Short-term calorie restriction improves disease-related markers in older male rhesus monkeys (Macaca mulatta)

Calorie restriction (CR) is widely known for its effects on life span, physiological aging and age-related disease in laboratory rats and mice. Emerging data from CR studies in rhesus monkeys suggest that this nutritional intervention paradigm may also have beneficial effects in long-lived mammals. Studies from our laboratory and others have suggested that young- or adult-onset CR might have beneficial effects on cardiovascular disease and diabetes. For example, long-term CR reduced body fat and serum triglycerides, and increased a subfraction of HDL cholesterol associated with decreased cardiovascular disease risk. These studies suggested that long-term CR begun in young or adult animals might have important effects on markers relevant to age-related disease. Few studies have examined the effects of CR initiated in older animals (rodents or monkeys), and the temporal nature of some potentially beneficial effects of CR is unknown. The present study examined several markers related to diabetes and cardiovascular disease in thirteen older adult (> 18 year) non-obese (body fat < 22%), male rhesus monkeys during a short-term CR paradigm. Specifically, we collected these data at baseline (ad libitum feeding), 10, 20, and 30% CR, and at 6 and 12 months on 30% CR. Fasting and peak insulin were significantly reduced as were the acute and second-phase insulin responses. CR also marginally reduced triglycerides (50% reduction), but had no effect on total serum cholesterol or blood pressure. Interestingly, the observed glucoregulatory changes emerged prior to any evidence of a change in body composition suggesting that certain effects of CR may not be wholly dependent on changes in body composition in older monkeys.

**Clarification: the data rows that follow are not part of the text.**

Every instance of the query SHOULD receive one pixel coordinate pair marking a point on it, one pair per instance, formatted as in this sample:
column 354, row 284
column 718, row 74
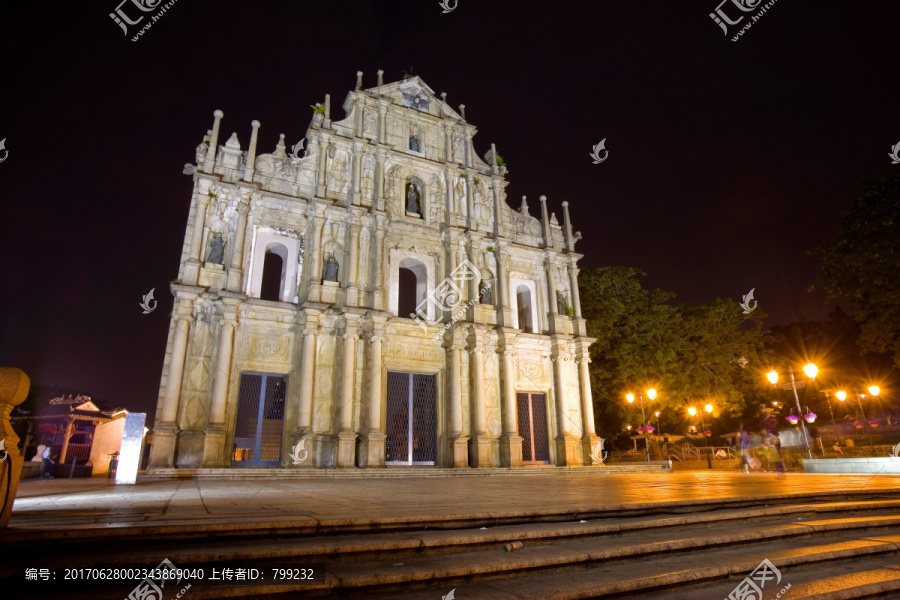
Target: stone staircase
column 834, row 546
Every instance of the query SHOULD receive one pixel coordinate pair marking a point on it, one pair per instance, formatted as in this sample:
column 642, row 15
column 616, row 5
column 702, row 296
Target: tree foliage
column 692, row 354
column 861, row 265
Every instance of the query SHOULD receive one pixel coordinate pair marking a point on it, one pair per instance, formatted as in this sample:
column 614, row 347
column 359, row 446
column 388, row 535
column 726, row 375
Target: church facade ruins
column 367, row 298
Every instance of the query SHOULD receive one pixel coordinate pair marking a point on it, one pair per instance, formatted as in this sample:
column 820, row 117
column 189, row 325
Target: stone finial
column 251, row 152
column 213, row 142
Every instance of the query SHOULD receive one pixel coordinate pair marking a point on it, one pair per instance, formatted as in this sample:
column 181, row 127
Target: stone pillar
column 378, row 203
column 589, row 437
column 14, row 385
column 235, row 272
column 192, row 266
column 307, row 376
column 162, row 453
column 352, row 296
column 480, row 444
column 372, row 443
column 251, row 153
column 347, row 436
column 214, row 442
column 510, row 440
column 566, row 444
column 378, row 299
column 213, row 143
column 458, row 440
column 323, row 158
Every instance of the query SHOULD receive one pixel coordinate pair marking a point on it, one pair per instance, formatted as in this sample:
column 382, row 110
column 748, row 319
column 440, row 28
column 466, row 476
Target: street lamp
column 811, row 371
column 874, row 390
column 651, row 394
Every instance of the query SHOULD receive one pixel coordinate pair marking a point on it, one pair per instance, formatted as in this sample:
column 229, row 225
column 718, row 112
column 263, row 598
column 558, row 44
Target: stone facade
column 391, row 194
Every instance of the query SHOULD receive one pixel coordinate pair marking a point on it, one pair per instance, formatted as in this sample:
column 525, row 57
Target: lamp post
column 874, row 390
column 811, row 371
column 651, row 394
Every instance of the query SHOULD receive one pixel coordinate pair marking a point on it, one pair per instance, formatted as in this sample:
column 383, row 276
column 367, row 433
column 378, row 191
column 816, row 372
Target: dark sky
column 727, row 160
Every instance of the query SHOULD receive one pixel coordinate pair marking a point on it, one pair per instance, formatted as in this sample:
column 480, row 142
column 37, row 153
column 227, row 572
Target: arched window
column 523, row 303
column 407, row 298
column 273, row 273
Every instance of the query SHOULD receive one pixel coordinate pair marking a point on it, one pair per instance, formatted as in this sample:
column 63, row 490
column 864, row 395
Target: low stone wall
column 727, row 464
column 880, row 465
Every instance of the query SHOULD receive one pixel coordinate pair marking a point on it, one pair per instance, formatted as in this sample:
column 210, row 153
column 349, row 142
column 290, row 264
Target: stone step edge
column 30, row 536
column 615, row 588
column 331, row 547
column 279, row 473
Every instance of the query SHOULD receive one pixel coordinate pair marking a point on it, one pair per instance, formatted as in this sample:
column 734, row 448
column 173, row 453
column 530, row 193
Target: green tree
column 690, row 353
column 861, row 264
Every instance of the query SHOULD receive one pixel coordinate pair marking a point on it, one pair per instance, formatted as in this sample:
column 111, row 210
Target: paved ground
column 95, row 503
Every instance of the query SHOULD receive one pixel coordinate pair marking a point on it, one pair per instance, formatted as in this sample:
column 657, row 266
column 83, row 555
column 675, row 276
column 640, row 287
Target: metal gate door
column 260, row 420
column 532, row 409
column 411, row 419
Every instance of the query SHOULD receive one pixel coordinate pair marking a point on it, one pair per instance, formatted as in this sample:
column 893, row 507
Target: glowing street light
column 811, row 371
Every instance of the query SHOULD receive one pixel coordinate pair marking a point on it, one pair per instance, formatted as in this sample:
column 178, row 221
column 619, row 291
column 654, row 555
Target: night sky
column 728, row 161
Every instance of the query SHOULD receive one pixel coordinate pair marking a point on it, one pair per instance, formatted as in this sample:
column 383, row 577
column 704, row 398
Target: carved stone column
column 162, row 452
column 214, row 438
column 323, row 158
column 458, row 440
column 347, row 436
column 307, row 374
column 380, row 259
column 352, row 295
column 480, row 443
column 589, row 438
column 372, row 443
column 192, row 265
column 14, row 386
column 510, row 440
column 566, row 443
column 235, row 272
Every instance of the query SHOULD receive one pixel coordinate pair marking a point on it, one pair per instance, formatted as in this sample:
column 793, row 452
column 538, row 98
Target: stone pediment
column 415, row 93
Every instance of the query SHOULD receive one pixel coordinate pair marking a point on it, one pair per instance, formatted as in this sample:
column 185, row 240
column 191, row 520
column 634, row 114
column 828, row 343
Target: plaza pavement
column 91, row 504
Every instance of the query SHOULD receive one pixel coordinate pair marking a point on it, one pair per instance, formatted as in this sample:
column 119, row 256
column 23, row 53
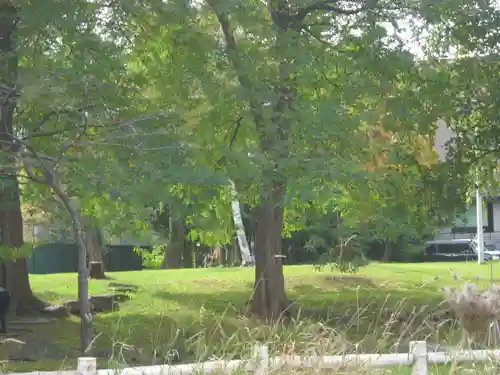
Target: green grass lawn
column 188, row 315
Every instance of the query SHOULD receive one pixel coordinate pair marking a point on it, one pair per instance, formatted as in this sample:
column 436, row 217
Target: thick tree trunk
column 14, row 273
column 269, row 299
column 176, row 244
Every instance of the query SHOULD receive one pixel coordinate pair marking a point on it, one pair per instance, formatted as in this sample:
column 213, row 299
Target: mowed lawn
column 185, row 315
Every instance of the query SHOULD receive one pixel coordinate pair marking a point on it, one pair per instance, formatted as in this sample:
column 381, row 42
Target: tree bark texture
column 269, row 300
column 83, row 272
column 13, row 273
column 94, row 248
column 176, row 243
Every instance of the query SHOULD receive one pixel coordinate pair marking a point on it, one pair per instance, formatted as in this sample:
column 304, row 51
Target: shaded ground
column 184, row 315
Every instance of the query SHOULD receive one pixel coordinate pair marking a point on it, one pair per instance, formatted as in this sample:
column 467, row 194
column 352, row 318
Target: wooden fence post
column 261, row 356
column 419, row 351
column 86, row 366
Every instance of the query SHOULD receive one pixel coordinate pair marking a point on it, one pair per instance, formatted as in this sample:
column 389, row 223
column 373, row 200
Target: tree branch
column 332, row 6
column 236, row 62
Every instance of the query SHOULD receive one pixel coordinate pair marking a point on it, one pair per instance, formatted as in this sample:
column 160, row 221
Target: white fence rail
column 418, row 357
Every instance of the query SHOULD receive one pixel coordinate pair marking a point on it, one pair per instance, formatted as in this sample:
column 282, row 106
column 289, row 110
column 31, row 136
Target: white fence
column 261, row 364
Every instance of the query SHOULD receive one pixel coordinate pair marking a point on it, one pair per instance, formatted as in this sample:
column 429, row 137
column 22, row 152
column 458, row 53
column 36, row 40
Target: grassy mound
column 197, row 314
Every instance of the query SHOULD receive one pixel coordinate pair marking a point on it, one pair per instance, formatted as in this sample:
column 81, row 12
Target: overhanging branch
column 333, row 6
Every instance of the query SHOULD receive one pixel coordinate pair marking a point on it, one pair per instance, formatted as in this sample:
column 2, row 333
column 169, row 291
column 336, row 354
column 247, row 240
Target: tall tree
column 14, row 273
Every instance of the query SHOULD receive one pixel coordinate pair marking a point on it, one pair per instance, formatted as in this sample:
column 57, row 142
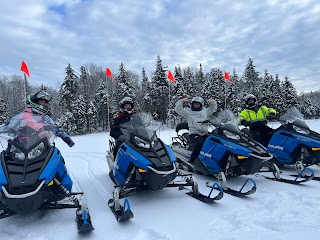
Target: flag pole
column 107, row 87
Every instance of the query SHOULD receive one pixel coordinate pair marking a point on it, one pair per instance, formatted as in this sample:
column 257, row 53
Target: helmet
column 197, row 100
column 126, row 100
column 33, row 102
column 246, row 99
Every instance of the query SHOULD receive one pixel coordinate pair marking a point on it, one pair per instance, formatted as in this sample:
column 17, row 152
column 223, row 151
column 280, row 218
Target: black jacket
column 121, row 118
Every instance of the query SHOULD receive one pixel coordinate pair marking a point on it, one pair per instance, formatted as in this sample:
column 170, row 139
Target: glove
column 121, row 138
column 68, row 141
column 245, row 123
column 271, row 116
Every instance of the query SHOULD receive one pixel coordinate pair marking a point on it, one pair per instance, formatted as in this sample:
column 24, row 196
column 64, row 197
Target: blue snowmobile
column 144, row 162
column 226, row 152
column 33, row 174
column 295, row 144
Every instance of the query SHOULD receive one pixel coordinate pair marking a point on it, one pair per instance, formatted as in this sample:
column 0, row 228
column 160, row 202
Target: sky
column 275, row 211
column 280, row 36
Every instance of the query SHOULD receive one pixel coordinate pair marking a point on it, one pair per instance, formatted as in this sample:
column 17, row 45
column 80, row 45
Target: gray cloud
column 280, row 36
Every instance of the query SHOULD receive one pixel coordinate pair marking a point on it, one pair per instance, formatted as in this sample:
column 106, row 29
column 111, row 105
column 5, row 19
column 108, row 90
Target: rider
column 126, row 113
column 195, row 115
column 255, row 117
column 37, row 105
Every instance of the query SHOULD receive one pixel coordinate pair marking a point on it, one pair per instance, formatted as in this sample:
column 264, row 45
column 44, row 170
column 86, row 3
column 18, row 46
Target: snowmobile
column 226, row 152
column 33, row 174
column 295, row 144
column 143, row 163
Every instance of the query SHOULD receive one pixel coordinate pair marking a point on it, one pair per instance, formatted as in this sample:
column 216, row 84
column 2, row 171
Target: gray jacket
column 193, row 117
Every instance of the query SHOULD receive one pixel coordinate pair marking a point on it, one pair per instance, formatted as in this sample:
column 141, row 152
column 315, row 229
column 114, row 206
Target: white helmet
column 246, row 99
column 126, row 100
column 197, row 100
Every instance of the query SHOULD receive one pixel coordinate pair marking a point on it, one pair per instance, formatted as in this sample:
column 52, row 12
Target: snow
column 276, row 211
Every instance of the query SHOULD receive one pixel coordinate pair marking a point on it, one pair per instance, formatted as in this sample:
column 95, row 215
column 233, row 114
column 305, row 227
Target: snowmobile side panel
column 3, row 180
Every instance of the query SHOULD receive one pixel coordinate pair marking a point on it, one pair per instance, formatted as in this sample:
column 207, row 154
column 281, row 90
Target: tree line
column 87, row 101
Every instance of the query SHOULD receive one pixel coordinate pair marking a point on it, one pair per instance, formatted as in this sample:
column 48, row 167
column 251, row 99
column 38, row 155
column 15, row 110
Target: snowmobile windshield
column 294, row 116
column 25, row 131
column 142, row 126
column 227, row 120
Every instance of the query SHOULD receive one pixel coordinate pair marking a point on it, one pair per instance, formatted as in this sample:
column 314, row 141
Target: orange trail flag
column 227, row 77
column 109, row 73
column 170, row 76
column 24, row 68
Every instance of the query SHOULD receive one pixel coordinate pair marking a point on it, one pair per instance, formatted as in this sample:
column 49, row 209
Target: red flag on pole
column 227, row 77
column 109, row 73
column 170, row 76
column 24, row 68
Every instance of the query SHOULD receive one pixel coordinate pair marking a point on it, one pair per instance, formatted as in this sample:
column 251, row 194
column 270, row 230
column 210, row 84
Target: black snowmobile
column 33, row 174
column 144, row 163
column 294, row 144
column 226, row 152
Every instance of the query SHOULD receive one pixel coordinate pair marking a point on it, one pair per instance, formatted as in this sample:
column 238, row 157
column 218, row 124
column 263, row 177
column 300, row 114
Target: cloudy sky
column 280, row 36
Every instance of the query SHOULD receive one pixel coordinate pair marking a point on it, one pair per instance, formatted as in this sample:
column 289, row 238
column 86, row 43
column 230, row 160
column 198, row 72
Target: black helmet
column 247, row 98
column 126, row 100
column 197, row 100
column 33, row 102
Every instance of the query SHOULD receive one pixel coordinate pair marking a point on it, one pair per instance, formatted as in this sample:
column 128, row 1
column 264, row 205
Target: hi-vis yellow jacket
column 252, row 116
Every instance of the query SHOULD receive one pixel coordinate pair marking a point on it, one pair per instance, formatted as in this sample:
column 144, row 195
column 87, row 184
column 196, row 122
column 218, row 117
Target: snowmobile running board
column 235, row 192
column 295, row 181
column 123, row 213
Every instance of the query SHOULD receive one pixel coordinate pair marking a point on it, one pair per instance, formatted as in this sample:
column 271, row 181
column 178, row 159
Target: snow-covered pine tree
column 67, row 96
column 214, row 87
column 159, row 92
column 233, row 94
column 145, row 98
column 289, row 93
column 80, row 114
column 251, row 79
column 3, row 111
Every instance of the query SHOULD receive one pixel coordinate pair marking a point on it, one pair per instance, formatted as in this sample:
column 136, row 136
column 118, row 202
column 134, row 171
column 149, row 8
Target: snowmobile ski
column 238, row 193
column 305, row 178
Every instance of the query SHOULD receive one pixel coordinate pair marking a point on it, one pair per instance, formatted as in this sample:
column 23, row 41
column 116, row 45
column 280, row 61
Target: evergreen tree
column 289, row 94
column 145, row 93
column 159, row 93
column 3, row 111
column 67, row 96
column 251, row 78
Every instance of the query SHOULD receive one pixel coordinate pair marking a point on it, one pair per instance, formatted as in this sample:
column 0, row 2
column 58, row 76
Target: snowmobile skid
column 227, row 152
column 145, row 163
column 299, row 178
column 181, row 181
column 33, row 175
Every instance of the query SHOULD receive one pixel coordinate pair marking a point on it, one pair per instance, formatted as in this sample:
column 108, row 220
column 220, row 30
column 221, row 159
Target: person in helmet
column 195, row 116
column 125, row 114
column 37, row 105
column 255, row 117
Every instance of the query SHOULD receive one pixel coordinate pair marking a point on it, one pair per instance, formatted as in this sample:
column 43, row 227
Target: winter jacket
column 194, row 117
column 121, row 118
column 256, row 115
column 30, row 113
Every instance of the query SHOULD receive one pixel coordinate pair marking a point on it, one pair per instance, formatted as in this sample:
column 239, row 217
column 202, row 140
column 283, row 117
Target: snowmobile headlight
column 231, row 135
column 36, row 152
column 16, row 153
column 141, row 143
column 301, row 130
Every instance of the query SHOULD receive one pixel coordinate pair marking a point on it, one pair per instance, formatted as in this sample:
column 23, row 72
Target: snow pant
column 262, row 134
column 120, row 140
column 198, row 141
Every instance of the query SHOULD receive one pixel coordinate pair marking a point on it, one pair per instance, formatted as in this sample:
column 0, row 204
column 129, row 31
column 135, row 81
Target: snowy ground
column 276, row 211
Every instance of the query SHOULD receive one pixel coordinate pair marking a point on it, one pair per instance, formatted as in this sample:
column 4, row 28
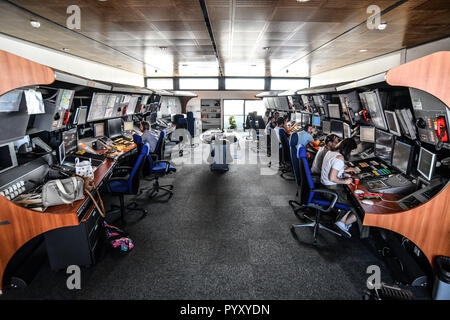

The genetics of caloric restriction in Caenorhabditis elegans

Low caloric intake (caloric restriction) can lengthen the life span of a wide range of animals and possibly even of humans. To understand better how caloric restriction lengthens life span, we used genetic methods and criteria to investigate its mechanism of action in the nematode Caenorhabditis elegans. Mutations in many genes (eat genes) result in partial starvation of the worm by disrupting the function of the pharynx, the feeding organ. We found that most eat mutations significantly lengthen life span (by up to 50%). In C. elegans, mutations in a number of other genes that can extend life span have been found. Two genetically distinct mechanisms of life span extension are known: a mechanism involving genes that regulate dauer formation (age-1, daf-2, daf-16, and daf-28) and a mechanism involving genes that affect the rate of development and behavior (clk-1, clk-2, clk-3, and gro-1). We find that the long life of eat-2 mutants does not require the activity of DAF-16 and that eat-2; daf-2 double mutants live even longer than extremely long-lived daf-2 mutants. These findings demonstrate that food restriction lengthens life span by a mechanism distinct from that of dauer-formation mutants. In contrast, we find that food restriction does not further increase the life span of long-lived clk-1 mutants, suggesting that clk-1 and caloric restriction affect similar processes.